Essentially, where Biblical Hebrew had aspect, Modern Hebrew now has tense. The perfect has been reanalysed as a past tense and the imperfect as a future, with the former present participle supplying the present tense. Shifts like this aren't unusual; aspect was more prominent than tense in Ancient Greek as well, but nowadays the past/non-past contrast is more salient (as is the case in neighbouring languages as well). Since all Mediaeval Hebrew speakers were bilingual in other languages, most of which used tense-prominent systems, this shift may well go back centuries.
I also know that Jews spoke Hebrew only for religious services in the 1800s.
Speaking is not the only measure of the vitality of a language. The Jews continued to write poetry in Hebrew from ancient times to the present day. Under the influence of the 18th-century Haskalah
movement, they began using it write about a wide variety of non-religious subjects including politics and culture. Even before then, tracts on philosophy, medicine, philology, and so forth were written in Hebrew. This is the reason why when Ben Yehuda went about fashioning Hebrew vocabulary for modern life, he didn't have to start from scratch. He had centuries worth of coinages to draw upon already.
Hebrew was for religion, Yiddish was for every day talk.
Only in parts of Central and Eastern Europe. Keep in mind that there were Jews in every nation of Europe by that time, not to mention throughout North Africa, the Middle East, and as far away as India (the Cochin Jews
) and China (the Kaifeng Jews
). Just as the Christians of mediaeval Europe relied on Latin for intercommunication, Jews from disparate regions wrote and spoke to each other in Hebrew.

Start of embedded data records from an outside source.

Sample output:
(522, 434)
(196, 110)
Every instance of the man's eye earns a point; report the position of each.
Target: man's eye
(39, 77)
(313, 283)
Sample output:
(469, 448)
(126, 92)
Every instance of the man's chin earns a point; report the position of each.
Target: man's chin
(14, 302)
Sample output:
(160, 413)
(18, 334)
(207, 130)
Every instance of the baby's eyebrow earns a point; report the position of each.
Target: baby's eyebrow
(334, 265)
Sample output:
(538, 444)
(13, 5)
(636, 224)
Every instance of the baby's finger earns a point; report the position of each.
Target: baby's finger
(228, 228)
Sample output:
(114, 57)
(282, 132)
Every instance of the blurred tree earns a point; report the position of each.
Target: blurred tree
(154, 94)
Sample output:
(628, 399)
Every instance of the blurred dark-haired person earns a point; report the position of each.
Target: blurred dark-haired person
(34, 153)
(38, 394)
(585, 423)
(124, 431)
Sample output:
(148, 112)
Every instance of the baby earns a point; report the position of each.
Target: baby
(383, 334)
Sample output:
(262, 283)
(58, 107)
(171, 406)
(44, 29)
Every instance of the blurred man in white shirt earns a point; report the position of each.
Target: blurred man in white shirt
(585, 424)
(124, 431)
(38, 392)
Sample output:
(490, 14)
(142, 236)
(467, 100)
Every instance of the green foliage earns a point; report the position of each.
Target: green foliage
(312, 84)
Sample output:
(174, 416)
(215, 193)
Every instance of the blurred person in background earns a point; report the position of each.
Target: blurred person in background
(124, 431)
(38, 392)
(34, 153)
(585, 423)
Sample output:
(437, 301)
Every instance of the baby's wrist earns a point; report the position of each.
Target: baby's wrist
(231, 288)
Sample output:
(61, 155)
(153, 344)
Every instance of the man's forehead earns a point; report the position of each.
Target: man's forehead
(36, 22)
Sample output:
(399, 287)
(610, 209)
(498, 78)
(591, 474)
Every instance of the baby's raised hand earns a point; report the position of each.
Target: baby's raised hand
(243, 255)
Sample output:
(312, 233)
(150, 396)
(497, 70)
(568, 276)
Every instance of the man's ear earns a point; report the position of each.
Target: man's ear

Like you said, it was from parts lying around.
No, it was from a coherent whole. Hebrew didn't have to be cobbled together from a dozen different languages; it just had to be recodified.
So was Esperanto for that matter. Esperanto is not an a priori language like Klingon. Hebrew was not spoken as a vernacular until Israel was created and they chose Ben Yehuda's retooling of Ancient Hebrew.
The use of Hebrew as a vernacular predates the creation of the State of Israel by at least thirty years.